La Comisión Europea ha mostrado su respaldo al proyecto de Alta Velocidad (AVE) ferroviaria entre Faro, Huelva y Sevilla, una infraestructura que aspira a conectar Andalucía con el Algarve portugués y corregir desequilibrios históricos en el suroeste peninsular. El apoyo fue trasladado en Bruselas por el comisario europeo de Transportes, Apostolos Tzitzikostas, a una delegación institucional y empresarial andaluza.

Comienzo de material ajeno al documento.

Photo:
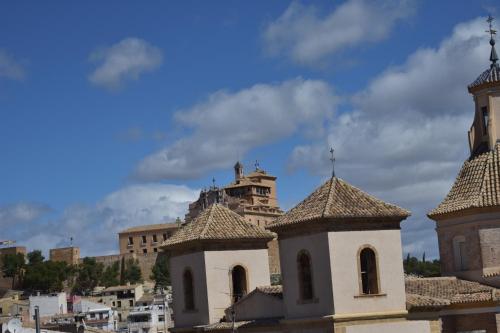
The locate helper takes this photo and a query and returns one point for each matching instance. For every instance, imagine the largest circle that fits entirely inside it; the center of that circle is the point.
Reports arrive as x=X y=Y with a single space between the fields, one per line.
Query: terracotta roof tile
x=490 y=75
x=477 y=185
x=339 y=199
x=217 y=223
x=150 y=227
x=450 y=289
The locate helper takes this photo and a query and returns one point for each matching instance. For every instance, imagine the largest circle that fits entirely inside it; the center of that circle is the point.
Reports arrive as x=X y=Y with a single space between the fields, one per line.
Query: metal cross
x=491 y=31
x=332 y=159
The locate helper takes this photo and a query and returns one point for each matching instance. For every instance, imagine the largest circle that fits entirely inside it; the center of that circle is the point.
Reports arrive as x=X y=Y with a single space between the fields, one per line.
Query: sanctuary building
x=341 y=255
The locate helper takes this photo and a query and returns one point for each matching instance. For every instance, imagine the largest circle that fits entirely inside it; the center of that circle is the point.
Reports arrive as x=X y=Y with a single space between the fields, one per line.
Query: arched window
x=188 y=284
x=239 y=279
x=460 y=253
x=304 y=271
x=369 y=275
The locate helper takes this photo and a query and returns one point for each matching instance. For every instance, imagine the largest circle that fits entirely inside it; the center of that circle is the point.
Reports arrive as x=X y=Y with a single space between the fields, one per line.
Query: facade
x=121 y=299
x=69 y=255
x=252 y=196
x=214 y=261
x=96 y=315
x=150 y=315
x=145 y=239
x=340 y=251
x=6 y=282
x=468 y=222
x=49 y=305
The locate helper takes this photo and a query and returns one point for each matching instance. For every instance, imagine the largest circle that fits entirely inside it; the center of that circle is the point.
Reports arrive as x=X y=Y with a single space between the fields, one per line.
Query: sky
x=115 y=114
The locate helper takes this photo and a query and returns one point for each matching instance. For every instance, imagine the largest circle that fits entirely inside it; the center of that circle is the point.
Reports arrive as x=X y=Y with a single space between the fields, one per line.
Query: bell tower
x=485 y=130
x=468 y=219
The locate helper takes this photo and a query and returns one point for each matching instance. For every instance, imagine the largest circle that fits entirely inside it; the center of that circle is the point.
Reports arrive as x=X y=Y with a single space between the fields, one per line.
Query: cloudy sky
x=117 y=114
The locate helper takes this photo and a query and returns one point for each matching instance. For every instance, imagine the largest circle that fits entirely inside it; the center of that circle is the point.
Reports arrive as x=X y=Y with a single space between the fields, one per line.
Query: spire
x=492 y=32
x=332 y=159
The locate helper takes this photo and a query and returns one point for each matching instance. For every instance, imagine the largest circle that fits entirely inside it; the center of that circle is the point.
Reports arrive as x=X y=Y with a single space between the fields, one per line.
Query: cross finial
x=492 y=32
x=332 y=159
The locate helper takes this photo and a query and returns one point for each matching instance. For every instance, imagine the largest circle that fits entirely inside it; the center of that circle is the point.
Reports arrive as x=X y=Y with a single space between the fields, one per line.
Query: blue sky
x=116 y=114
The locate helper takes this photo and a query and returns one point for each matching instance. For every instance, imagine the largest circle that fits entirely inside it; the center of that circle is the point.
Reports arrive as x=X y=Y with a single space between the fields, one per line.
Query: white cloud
x=228 y=124
x=94 y=228
x=305 y=36
x=21 y=213
x=406 y=136
x=124 y=61
x=10 y=68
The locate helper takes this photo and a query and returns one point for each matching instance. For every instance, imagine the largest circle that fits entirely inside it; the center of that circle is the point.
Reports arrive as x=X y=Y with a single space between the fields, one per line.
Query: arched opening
x=369 y=275
x=239 y=279
x=188 y=284
x=304 y=271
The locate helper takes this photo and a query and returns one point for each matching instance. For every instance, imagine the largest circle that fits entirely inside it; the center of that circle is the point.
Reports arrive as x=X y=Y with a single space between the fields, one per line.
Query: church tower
x=214 y=261
x=468 y=219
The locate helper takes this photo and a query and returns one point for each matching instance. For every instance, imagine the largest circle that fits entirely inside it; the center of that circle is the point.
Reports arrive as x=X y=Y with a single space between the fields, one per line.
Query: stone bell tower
x=468 y=219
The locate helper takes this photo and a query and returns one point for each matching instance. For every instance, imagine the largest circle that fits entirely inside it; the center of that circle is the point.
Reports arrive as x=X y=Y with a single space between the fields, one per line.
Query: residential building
x=69 y=255
x=49 y=304
x=145 y=239
x=150 y=315
x=122 y=299
x=96 y=315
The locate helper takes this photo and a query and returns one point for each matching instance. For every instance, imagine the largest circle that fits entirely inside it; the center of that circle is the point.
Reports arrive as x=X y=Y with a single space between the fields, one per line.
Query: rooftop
x=217 y=222
x=337 y=199
x=441 y=291
x=151 y=227
x=476 y=186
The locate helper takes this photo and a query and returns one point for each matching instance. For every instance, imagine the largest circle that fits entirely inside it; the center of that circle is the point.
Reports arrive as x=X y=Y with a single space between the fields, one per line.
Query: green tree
x=132 y=272
x=12 y=266
x=424 y=268
x=89 y=274
x=160 y=272
x=45 y=276
x=110 y=276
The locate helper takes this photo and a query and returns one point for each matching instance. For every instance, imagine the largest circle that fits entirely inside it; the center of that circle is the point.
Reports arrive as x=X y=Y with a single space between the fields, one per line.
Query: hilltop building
x=145 y=239
x=252 y=196
x=340 y=252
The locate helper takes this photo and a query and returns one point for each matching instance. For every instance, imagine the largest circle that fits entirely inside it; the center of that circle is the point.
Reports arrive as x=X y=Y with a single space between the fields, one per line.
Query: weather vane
x=332 y=159
x=492 y=32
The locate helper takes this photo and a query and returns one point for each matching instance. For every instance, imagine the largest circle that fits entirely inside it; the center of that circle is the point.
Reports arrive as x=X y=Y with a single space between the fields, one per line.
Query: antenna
x=492 y=32
x=332 y=159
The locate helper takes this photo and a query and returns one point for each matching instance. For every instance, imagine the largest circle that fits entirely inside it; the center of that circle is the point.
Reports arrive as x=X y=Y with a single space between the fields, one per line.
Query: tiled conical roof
x=337 y=199
x=218 y=223
x=489 y=76
x=476 y=186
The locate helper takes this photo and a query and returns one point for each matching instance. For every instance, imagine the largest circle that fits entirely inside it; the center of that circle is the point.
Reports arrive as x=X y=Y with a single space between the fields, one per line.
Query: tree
x=422 y=268
x=110 y=276
x=12 y=266
x=132 y=273
x=45 y=276
x=160 y=272
x=89 y=274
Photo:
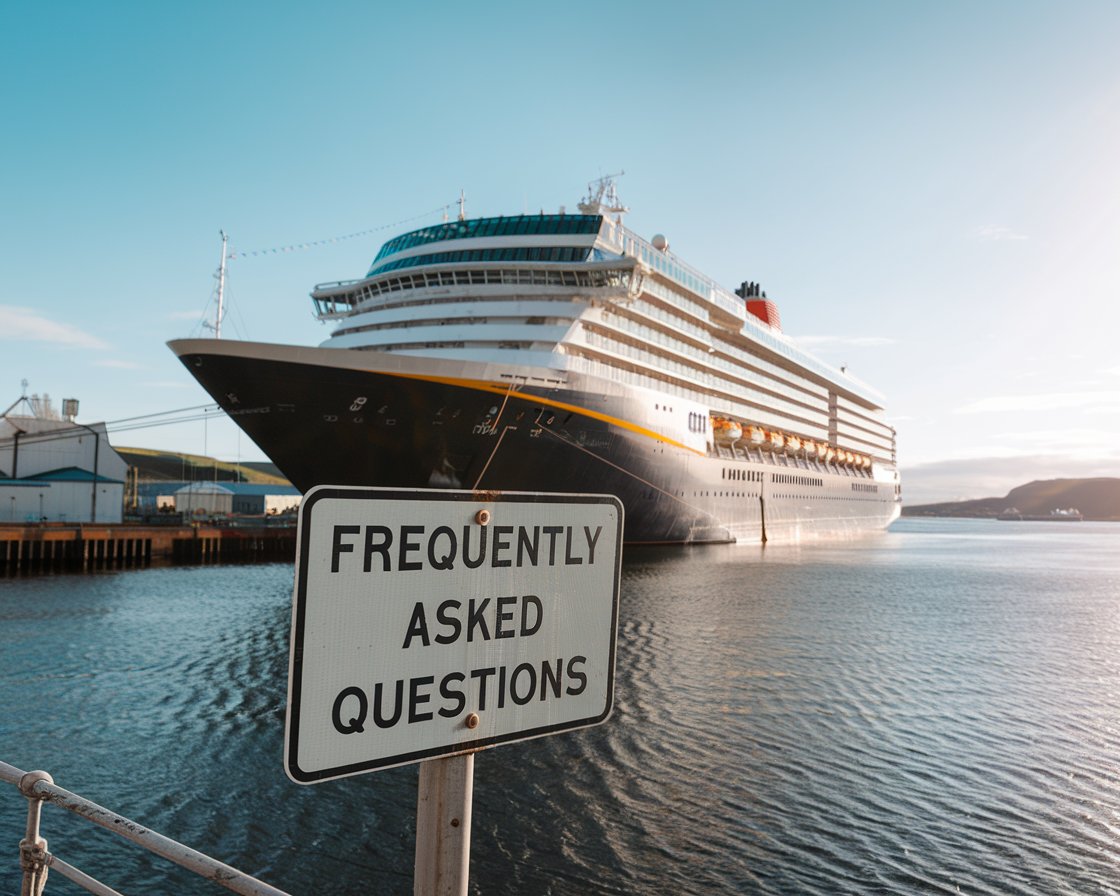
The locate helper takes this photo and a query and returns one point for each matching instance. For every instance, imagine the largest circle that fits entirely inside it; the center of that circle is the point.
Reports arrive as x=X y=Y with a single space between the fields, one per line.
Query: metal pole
x=33 y=848
x=442 y=859
x=221 y=289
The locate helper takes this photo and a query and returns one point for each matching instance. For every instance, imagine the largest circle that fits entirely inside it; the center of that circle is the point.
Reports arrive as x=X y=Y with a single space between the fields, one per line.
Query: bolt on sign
x=428 y=623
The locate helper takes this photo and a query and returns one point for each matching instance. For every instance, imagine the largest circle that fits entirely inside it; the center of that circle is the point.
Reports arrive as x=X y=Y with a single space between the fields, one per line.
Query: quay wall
x=83 y=548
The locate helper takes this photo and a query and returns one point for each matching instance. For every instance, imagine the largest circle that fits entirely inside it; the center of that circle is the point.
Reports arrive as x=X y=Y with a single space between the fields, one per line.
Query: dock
x=86 y=547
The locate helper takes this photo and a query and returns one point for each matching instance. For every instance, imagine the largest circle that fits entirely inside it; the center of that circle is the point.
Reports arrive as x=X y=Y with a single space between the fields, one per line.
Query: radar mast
x=603 y=198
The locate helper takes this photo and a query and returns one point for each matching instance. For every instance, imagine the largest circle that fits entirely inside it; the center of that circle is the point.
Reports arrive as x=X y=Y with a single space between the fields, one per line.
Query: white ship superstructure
x=566 y=353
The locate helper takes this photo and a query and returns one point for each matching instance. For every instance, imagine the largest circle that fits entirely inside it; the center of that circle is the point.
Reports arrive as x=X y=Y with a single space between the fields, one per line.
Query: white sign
x=427 y=623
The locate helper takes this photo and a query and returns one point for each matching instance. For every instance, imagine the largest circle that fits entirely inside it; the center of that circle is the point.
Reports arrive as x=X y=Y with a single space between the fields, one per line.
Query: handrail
x=35 y=859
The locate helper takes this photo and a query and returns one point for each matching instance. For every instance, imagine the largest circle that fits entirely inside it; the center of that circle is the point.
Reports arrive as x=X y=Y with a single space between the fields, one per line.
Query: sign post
x=430 y=624
x=444 y=805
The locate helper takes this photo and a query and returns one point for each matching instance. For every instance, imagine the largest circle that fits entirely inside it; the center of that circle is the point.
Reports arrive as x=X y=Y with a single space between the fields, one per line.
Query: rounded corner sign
x=427 y=623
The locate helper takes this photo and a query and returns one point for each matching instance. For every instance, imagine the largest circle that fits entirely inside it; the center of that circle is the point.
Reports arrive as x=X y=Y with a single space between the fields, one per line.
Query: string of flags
x=301 y=246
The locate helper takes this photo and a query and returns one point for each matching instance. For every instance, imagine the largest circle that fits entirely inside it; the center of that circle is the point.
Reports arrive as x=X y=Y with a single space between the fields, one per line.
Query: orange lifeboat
x=726 y=430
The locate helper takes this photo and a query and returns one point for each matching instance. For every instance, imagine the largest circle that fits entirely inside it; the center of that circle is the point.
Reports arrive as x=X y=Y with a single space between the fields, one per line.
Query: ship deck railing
x=36 y=860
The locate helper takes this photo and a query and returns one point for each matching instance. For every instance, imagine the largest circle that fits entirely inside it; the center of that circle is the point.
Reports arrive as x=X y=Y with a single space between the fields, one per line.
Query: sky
x=930 y=192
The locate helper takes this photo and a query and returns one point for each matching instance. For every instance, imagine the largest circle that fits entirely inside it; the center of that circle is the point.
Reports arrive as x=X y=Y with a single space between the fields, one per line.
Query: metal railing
x=35 y=859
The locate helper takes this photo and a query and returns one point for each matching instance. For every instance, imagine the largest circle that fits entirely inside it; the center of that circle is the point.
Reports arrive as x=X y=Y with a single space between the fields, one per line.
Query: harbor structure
x=56 y=469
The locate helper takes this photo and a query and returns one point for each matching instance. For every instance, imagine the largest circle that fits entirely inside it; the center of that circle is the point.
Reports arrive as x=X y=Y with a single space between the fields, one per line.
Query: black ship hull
x=330 y=417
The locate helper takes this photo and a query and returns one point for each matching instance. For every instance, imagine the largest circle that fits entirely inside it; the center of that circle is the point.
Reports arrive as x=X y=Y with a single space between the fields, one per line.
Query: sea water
x=932 y=709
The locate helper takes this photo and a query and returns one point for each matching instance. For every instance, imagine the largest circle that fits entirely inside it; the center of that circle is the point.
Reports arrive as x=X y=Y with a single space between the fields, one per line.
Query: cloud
x=830 y=342
x=124 y=365
x=995 y=232
x=1099 y=401
x=22 y=324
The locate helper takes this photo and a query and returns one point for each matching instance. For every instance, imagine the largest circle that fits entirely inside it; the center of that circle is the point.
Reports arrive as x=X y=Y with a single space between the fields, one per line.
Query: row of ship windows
x=743 y=475
x=505 y=225
x=450 y=322
x=703 y=363
x=507 y=344
x=792 y=414
x=503 y=253
x=759 y=333
x=754 y=362
x=435 y=279
x=613 y=371
x=785 y=478
x=782 y=495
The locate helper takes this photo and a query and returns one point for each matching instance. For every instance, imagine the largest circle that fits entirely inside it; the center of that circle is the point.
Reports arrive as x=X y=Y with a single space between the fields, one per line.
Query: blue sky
x=930 y=192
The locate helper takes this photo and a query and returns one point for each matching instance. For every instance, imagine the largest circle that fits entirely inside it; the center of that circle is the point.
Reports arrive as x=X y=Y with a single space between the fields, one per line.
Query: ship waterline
x=562 y=353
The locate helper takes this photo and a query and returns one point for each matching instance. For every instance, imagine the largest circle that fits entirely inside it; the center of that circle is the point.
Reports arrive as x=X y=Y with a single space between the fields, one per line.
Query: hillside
x=1095 y=498
x=167 y=466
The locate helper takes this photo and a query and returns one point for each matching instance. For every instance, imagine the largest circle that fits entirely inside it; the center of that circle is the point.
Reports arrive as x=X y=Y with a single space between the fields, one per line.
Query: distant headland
x=1094 y=500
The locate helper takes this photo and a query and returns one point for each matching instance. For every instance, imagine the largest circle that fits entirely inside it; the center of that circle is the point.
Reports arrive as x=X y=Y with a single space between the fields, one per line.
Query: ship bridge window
x=493 y=226
x=562 y=253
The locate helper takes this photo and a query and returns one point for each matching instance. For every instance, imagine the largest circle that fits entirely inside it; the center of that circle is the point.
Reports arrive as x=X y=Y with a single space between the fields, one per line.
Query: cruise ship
x=565 y=353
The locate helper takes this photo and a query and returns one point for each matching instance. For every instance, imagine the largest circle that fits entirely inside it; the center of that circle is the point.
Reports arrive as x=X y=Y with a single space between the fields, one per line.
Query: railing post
x=33 y=848
x=444 y=804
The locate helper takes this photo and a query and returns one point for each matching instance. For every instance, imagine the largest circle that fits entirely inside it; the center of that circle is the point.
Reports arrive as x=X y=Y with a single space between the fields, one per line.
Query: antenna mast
x=216 y=326
x=221 y=288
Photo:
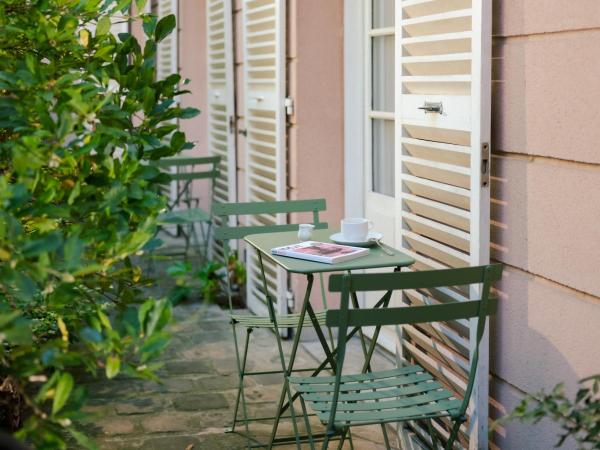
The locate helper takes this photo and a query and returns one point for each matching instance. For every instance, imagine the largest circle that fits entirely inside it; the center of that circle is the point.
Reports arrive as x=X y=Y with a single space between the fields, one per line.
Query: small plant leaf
x=64 y=386
x=113 y=366
x=164 y=27
x=103 y=26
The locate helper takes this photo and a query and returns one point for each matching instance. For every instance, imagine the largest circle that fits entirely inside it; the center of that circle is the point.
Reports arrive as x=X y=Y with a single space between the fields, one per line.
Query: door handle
x=432 y=107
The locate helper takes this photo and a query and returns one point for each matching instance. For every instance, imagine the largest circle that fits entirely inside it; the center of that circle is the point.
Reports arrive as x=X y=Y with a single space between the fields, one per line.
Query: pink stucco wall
x=545 y=204
x=315 y=132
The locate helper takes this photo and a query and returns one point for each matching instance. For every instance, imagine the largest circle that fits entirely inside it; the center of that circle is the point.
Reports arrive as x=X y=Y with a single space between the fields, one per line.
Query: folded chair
x=272 y=321
x=185 y=171
x=408 y=392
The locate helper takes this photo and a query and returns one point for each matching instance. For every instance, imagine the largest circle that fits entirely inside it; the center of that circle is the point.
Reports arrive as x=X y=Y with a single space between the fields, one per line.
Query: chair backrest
x=225 y=210
x=442 y=312
x=226 y=232
x=188 y=169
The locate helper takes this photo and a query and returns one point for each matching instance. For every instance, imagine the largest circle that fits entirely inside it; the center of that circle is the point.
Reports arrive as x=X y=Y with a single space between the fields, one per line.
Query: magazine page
x=320 y=251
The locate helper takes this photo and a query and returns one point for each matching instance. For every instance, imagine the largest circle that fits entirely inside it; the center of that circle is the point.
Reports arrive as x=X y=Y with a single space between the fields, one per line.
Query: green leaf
x=149 y=26
x=188 y=113
x=63 y=391
x=140 y=5
x=113 y=366
x=103 y=26
x=164 y=27
x=122 y=5
x=82 y=439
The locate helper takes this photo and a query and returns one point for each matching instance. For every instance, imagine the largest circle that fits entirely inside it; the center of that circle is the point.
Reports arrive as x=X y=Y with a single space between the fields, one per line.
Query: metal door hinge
x=289 y=296
x=289 y=106
x=433 y=108
x=485 y=164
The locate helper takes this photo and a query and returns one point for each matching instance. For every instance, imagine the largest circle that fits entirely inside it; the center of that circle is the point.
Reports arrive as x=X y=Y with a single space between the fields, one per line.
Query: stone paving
x=194 y=403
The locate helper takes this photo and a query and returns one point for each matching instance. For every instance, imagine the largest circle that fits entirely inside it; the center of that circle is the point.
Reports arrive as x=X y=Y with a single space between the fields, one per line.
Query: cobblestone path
x=189 y=410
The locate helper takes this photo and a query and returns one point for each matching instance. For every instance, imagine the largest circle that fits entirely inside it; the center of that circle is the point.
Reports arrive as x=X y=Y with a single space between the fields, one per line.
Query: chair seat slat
x=358 y=377
x=375 y=395
x=386 y=383
x=388 y=404
x=444 y=407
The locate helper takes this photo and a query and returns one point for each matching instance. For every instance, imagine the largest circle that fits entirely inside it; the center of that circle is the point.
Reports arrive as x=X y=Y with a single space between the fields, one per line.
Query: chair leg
x=432 y=434
x=325 y=442
x=386 y=438
x=343 y=439
x=350 y=439
x=307 y=424
x=240 y=394
x=453 y=434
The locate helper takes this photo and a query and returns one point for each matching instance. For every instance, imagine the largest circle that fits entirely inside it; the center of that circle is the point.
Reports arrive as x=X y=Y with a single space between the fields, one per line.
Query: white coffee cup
x=356 y=229
x=305 y=231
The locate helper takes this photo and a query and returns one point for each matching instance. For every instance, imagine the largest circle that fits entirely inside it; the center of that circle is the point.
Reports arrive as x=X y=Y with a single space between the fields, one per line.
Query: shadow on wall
x=519 y=353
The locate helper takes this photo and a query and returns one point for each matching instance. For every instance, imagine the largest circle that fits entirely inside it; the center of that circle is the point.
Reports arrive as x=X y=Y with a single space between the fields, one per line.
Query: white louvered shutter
x=264 y=96
x=221 y=104
x=443 y=58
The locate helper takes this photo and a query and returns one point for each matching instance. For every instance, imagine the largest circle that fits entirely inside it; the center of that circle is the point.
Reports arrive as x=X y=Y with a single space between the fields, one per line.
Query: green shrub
x=578 y=418
x=80 y=114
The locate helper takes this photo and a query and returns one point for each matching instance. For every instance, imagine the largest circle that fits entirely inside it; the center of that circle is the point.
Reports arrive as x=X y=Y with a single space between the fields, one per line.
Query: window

El proyecto busca su integración en la Red Transeuropea de Transporte (TEN-T), un paso que permitiría acceder a financiación europea y fijar plazos más concretos de ejecución. Desde Bruselas se considera que la conexión responde a uno de los principios fundacionales de la Unión: la cohesión territorial y la reducción de brechas entre regiones periféricas.
La alcaldesa de Huelva, Pilar Miranda, recordó que la capital onubense «es una de las pocas capitales de provincia que sigue sin estar conectada a la alta velocidad ferroviaria», una situación que, a su juicio, genera una clara desventaja competitiva. «No se trata de una demanda local, sino de una apuesta por una Europa más cohesionada, conectada y competitiva», afirmó.
El corredor permitiría articular un espacio socioeconómico compartido entre Andalucía y el Algarve, potenciando sectores estratégicos como el turismo, la agricultura, la industria o la logística, además de favorecer una movilidad más sostenible en línea con los objetivos del Pacto Verde Europeo.
La delegación andaluza defendió ante las instituciones comunitarias que esta infraestructura no puede seguir relegada a planes indefinidos. La implicación directa de Bruselas abre un nuevo escenario político y técnico que sitúa el proyecto en la agenda europea, aunque su materialización dependerá ahora de la coordinación con el Gobierno central y de los compromisos presupuestarios que se adopten en los próximos ejercicios.